Reggie’s 34 th birthday party was just supposed to be a gathering of old-time friends, a moment in time when we could see a few of our former fraternity brothers between all our busy schedules. I should have known that it would devolve into drunken chaos. Reggie was and still is a child, through and through, skating through life without a care in the world. He excels in his sales career and even more so, the nightlife he partakes in. Although, I'm not entirely sure what he's selling this month. It could be anything; the man could sell anything to anyone.

I watch as Reggie jabs playfully at one of our mutual friends, both of them bordering between tipsy and drunk. The party barely started an hour ago and I already know there will be more than one blackout drunk passed out on the lawn or in the living room by the end of the night.

Reggie has done nothing to honor his parents’ house. Sometimes, I wish that Wyatt or their younger brother, Axel fought for it or decided to sell it. At least it would be loved more than it is now. I think Wyatt’s desserts are showing that kitchen more love than it has seen in years.

A heavy sigh falls from my lips as I step out onto the patio, relishing the warm air that hits my skin. A beer in hand, I try to circumvent the Reggie situation when he pulls me over to the patio seating. Ten years ago, I would have been right there with him, downing shots and making goofy comments to solidify my frat-boy personality. Now?

I can’t.

I have someone I’m in love with. Someone who thinks they need me more than I need them. They’re wrong. I can’t breathe without Wyatt in my life and I’ve loved him far longer than he’ll ever know.

“You’re real chummy around my brother,” Reggie spits out. His eyes are unfocused but his words are harsh. “What are you doing rescuing him from me?”

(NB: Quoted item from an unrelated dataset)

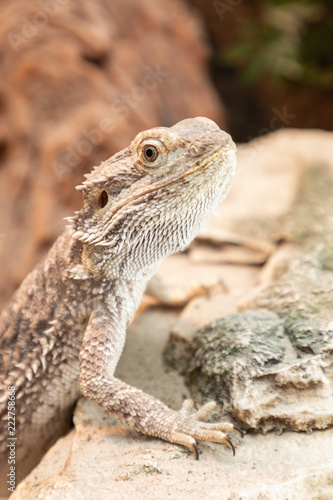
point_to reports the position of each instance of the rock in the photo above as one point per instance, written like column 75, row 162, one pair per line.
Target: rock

I recognize the hurt in his tone but it’s unwarranted. “You know how uncomfortable Wyatt gets during your parties. The least you could have done was leave him be in the kitchen to finish preparing.” I’m more worried about Wyatt driving than I am about Reggie’s outburst in the kitchen. The constant requests have kept Wyatt here longer than he should have been and he despises driving at night. It’s a good thing he’s agreed to spend the night here.

“Look, I’m glad you’re looking out for him. That’s great but he’s my brother. I know him very well and he’s fine. He would have said something.”

Wyatt will never say anything. He hates confrontation and after the falling out between Reggie and Axel, Wyatt always tempers his anger and swallows it down so far it nearly disappears. He doesn’t want to lose anyone so he would rather forgo an emotional reaction if that means Reggie stays in his life.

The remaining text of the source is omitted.